Publicaciones científicas
Ancestral library identifies conserved reprogrammable liver motif on AAV capsid
Eric Zinn 1, Carmen Unzu 1, Pauline F Schmit 1, Heikki T Turunen 1, Nerea Zabaleta 1, Julio Sanmiguel 1, Allegra Fieldsend 1, Urja Bhatt 1, Cheikh Diop 1, Erin Merkel 1, Rakesh Gurrala 1, Bryan Peacker 2, Christopher Rios 2, Kathleen Messemer 2, Jennifer Santos 1, Reynette Estelien 1, Eva Andres-Mateos 1, Amy J Wagers 3, Christopher Tipper 1, Luk H Vandenberghe 4
Abstract
Gene therapy is emerging as a modality in 21st-century medicine. Adeno-associated viral (AAV) gene transfer is a leading technology to achieve efficient and durable expression of a therapeutic transgene. However, the structural complexity of the capsid has constrained efforts to engineer the particle toward improved clinical safety and efficacy.
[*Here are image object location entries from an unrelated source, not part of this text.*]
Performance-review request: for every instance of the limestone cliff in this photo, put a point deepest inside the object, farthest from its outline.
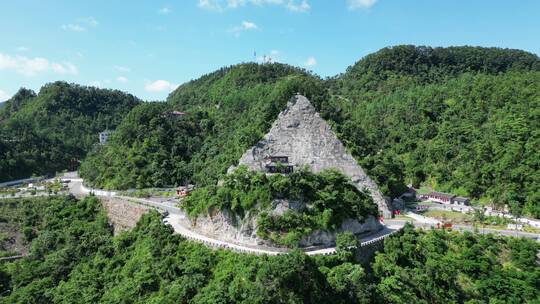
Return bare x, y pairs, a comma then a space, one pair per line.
301, 135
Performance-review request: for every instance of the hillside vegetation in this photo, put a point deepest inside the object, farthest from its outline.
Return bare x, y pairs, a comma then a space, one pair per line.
324, 201
226, 112
460, 119
53, 130
463, 120
74, 258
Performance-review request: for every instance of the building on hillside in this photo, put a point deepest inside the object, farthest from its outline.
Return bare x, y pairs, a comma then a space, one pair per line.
278, 164
104, 136
184, 190
439, 197
446, 198
460, 200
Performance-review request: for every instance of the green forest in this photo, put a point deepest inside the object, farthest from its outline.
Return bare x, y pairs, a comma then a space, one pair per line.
53, 130
324, 201
74, 258
463, 120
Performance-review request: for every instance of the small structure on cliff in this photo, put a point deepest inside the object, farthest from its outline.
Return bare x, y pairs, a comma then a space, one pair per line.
301, 137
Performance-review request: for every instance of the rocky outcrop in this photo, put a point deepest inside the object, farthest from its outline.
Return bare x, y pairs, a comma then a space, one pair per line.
122, 215
327, 238
301, 135
227, 227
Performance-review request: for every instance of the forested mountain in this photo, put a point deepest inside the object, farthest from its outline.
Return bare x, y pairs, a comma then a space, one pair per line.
463, 120
226, 112
74, 258
54, 129
459, 119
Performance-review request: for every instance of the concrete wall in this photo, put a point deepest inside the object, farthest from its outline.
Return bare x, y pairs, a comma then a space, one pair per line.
122, 214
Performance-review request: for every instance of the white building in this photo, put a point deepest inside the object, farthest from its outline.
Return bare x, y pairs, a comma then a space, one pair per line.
103, 136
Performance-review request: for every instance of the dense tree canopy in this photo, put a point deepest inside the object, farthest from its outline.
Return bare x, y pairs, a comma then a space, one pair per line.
458, 119
450, 118
53, 130
75, 259
462, 120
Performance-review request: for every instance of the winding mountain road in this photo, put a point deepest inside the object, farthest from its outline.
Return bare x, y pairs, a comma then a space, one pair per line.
177, 217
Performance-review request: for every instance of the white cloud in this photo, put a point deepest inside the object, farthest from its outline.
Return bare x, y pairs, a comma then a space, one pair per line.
90, 21
4, 96
81, 25
32, 66
122, 79
311, 61
22, 49
360, 4
73, 27
160, 86
121, 68
220, 5
244, 26
301, 7
95, 83
164, 10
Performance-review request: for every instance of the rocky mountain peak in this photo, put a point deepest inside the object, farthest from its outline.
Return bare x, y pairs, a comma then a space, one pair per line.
300, 137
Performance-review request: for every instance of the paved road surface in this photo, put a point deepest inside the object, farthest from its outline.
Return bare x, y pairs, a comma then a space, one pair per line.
424, 225
177, 216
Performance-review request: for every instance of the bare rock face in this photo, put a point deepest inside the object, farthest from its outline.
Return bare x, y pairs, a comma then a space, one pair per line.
305, 138
298, 137
325, 238
226, 226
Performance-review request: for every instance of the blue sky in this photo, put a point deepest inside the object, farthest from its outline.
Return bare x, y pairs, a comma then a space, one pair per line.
147, 48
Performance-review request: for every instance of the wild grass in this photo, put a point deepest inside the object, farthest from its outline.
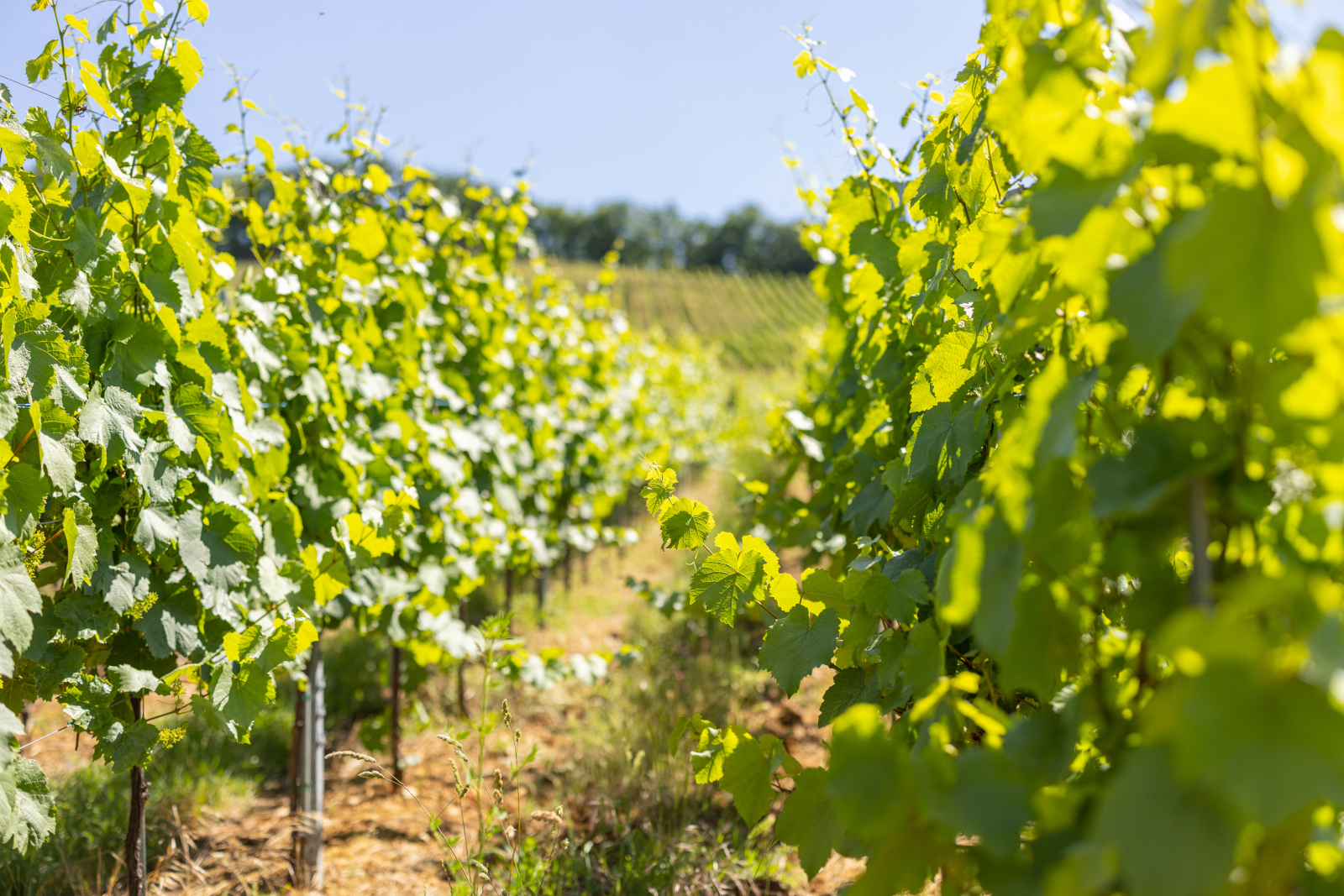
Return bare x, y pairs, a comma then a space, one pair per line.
642, 822
85, 853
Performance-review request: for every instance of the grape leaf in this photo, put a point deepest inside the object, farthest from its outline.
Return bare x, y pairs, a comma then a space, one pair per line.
729, 580
795, 647
808, 821
27, 809
685, 524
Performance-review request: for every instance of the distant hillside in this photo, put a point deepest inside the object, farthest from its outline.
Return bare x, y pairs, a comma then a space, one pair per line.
757, 317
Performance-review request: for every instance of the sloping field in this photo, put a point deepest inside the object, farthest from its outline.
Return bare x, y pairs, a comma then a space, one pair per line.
757, 317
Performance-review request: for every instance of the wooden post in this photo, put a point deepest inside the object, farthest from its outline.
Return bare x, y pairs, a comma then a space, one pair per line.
136, 824
394, 676
312, 765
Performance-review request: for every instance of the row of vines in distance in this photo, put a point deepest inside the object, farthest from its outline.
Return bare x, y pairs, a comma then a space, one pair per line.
197, 481
1079, 469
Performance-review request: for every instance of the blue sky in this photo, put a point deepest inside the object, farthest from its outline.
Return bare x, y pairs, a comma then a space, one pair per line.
659, 102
Here, we generate a curated library of barcoded AAVs with mutations across a variety of functionally relevant motifs. We then screen this library in vitro and in vivo in mice and nonhuman primates, enabling a broad, multiparametric assessment of every vector within the library. Among the results, we note a single residue that modulates liver transduction across all interrogated models while preserving transduction in heart and skeletal muscles.
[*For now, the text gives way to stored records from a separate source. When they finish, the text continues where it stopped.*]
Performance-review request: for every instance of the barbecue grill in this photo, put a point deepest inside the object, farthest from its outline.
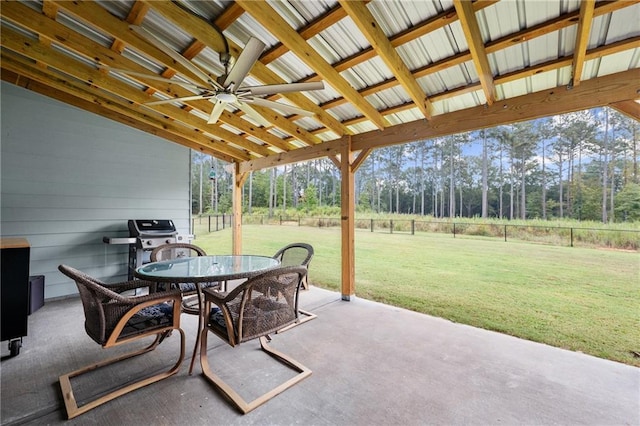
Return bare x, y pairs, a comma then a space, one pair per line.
144, 236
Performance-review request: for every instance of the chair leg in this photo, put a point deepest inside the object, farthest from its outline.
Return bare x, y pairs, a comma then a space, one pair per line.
233, 396
308, 316
67, 391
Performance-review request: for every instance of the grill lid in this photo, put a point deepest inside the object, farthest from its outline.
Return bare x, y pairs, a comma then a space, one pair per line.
151, 228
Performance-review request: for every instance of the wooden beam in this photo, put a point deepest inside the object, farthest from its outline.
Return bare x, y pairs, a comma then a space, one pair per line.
360, 159
104, 21
55, 31
473, 35
271, 20
325, 149
310, 30
35, 50
109, 109
582, 39
368, 26
590, 94
199, 28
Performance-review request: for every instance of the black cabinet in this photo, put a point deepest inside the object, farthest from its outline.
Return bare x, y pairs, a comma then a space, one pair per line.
14, 286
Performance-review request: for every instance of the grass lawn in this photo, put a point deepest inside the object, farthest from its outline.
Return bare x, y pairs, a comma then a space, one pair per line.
585, 300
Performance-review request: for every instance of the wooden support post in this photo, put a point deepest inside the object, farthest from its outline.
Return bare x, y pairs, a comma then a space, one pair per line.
236, 205
347, 210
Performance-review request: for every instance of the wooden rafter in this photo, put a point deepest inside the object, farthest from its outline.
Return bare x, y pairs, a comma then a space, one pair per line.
606, 90
247, 142
263, 13
446, 18
41, 81
472, 33
582, 39
368, 25
56, 60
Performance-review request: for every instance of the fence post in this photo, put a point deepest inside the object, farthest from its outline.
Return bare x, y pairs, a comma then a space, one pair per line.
571, 237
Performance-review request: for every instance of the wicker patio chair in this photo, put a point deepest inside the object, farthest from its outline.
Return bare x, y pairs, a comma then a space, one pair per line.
176, 251
292, 255
259, 306
113, 318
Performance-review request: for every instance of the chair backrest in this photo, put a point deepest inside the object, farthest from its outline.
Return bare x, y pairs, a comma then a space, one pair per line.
108, 313
295, 254
93, 293
175, 251
261, 305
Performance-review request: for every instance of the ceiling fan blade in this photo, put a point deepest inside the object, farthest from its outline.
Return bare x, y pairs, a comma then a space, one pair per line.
155, 77
290, 109
216, 112
272, 89
183, 99
252, 113
243, 65
173, 54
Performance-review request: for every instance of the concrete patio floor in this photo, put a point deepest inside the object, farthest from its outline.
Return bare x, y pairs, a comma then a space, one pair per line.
372, 364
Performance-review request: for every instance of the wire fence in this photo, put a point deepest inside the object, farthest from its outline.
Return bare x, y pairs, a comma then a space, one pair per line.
553, 235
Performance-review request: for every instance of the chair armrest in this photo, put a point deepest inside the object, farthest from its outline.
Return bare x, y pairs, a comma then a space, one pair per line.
215, 296
128, 285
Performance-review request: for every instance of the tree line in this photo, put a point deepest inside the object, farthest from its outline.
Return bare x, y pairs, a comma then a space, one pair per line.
582, 165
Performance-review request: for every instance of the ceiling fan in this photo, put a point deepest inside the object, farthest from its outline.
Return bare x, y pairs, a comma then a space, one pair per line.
227, 89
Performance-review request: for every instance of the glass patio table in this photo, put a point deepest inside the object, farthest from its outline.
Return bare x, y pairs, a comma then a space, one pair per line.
204, 269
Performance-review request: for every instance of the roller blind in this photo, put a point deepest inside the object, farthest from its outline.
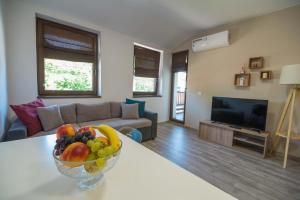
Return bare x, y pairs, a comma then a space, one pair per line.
67, 43
146, 62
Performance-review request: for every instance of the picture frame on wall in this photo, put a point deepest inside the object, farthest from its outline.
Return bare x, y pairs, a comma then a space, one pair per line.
256, 63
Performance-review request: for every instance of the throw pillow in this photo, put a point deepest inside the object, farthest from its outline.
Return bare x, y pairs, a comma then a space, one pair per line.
27, 113
130, 111
115, 108
50, 117
141, 106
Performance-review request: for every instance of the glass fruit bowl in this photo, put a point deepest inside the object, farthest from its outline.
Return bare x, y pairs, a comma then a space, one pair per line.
87, 173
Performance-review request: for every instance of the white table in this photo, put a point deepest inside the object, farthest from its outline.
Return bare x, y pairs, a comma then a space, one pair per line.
28, 172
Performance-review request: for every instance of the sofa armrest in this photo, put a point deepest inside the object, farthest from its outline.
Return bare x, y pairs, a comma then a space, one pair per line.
153, 117
16, 131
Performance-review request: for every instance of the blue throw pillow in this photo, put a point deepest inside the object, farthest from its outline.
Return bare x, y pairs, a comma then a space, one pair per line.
141, 106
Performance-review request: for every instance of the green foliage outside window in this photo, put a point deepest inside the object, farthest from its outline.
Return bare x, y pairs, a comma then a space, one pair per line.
67, 75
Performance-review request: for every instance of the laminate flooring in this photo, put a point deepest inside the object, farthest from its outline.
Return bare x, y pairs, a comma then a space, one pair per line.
244, 176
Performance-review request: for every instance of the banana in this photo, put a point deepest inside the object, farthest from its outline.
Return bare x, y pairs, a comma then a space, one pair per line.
111, 134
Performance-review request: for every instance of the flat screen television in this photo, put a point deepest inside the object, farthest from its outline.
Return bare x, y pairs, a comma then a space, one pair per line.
244, 113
Moreover, we find that this mutation can be grafted into AAV9 and leads to profound liver detargeting while retaining muscle transduction-a finding potentially relevant to preventing hepatoxicities seen in clinical studies.
CITA DEL ARTÍCULO Cell Rep Med. 2022 Nov 15;3(11):100803. doi: 10.1016/j.xcrm.2022.100803. Epub 2022 Nov 2.